Aufschlussreich war auch die Präsentation von Tobias Ortwein, Senior Vice President beim französischen Marktforschungsunternehmen Pierre Audoin Consultants, kurz PAC. Ortwein gab einen Ausblick auf die Entwicklung in der Service-Branche. Demnach sieht es für die nächsten Jahre noch ziemlich gut für die IT-Servicedienstleister aus. Das lässt sich beispielsweise an Zahlen von 2010 ablesen. Von den 100 Milliarden Euro, die deutsche Unternehmen für IT ausgegeben haben, in vielen immerhin 46,7 Milliarden, etwa 43 Prozent, auf den Bereich Software und Services. Für Hardware machten deutsche Unternehmen dagegen nur 17 Prozent ihres IT-Budgets locker.

Im Zeitraum 2010 bis 2014 wird der Service-Markt um 5,2 Prozent anwachsen. Er liegt damit deutlich über dem Durchschnitt. Insgesamt werden die Ausgaben für IT bis 2014 Uhr und 2,6 Prozent steigen. Die Ausgaben für Hardware steigen nur um 1,6 Prozent. Noch eine positive Nachricht: Laut PAC zählt Deutschland zu den fünf größten Märkten weltweit für IT-Dienstleister und hat innerhalb der Top 5 die größten Wachstumsraten.

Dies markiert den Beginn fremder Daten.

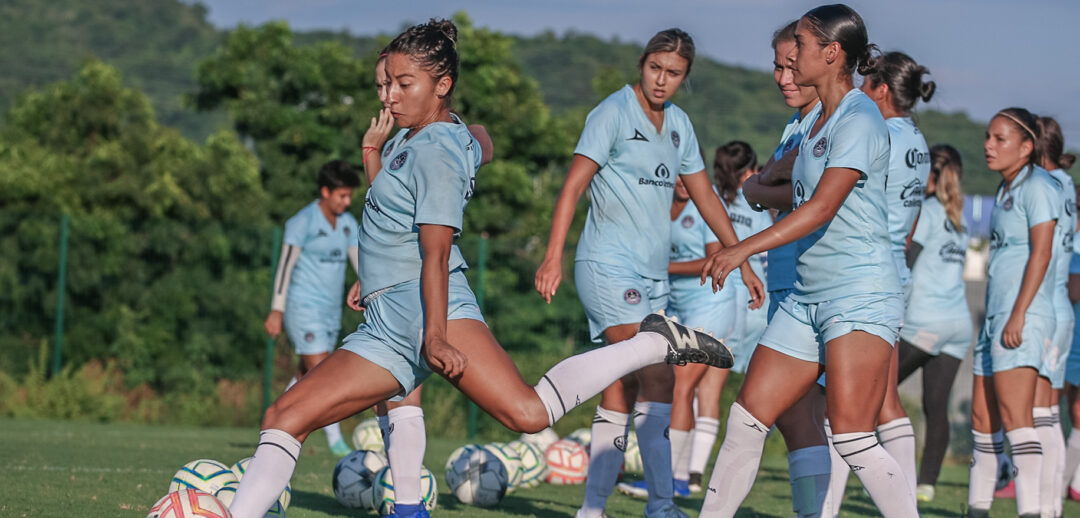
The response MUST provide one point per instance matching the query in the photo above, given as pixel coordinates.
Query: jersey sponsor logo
(399, 161)
(915, 158)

Cloud Computing bringt IT-Services in Bedrängnis

Ortwein beschäftigte sich auch mit der Frage welchen Einfluss der Megatrend Cloud Computing auf das Servicegeschäft haben wird. Seiner Einschätzung nach wird die neue Technik den IT-Dienstleister kurzfristig mehr Aufträge verschaffen, beispielsweise beim Application Management oder der Systemintegration. Langfristig allerdings macht Cloud Computing immer mehr Service-Angebote von Cloud Computing überflüssig. Die IT-Dienstleister geraten unter Druck und müssen ihre Geschäftsmodelle anpassen.

Den IT-Dienstleister haben also noch ein paar Jahre Zeit, sich in der Ära des Cloud Computing einzurichten. Gut möglich, dass dann wieder eine neue Technologie auftaucht – und damit neue Geschäftsmöglichkeiten für IT-Dienstleister.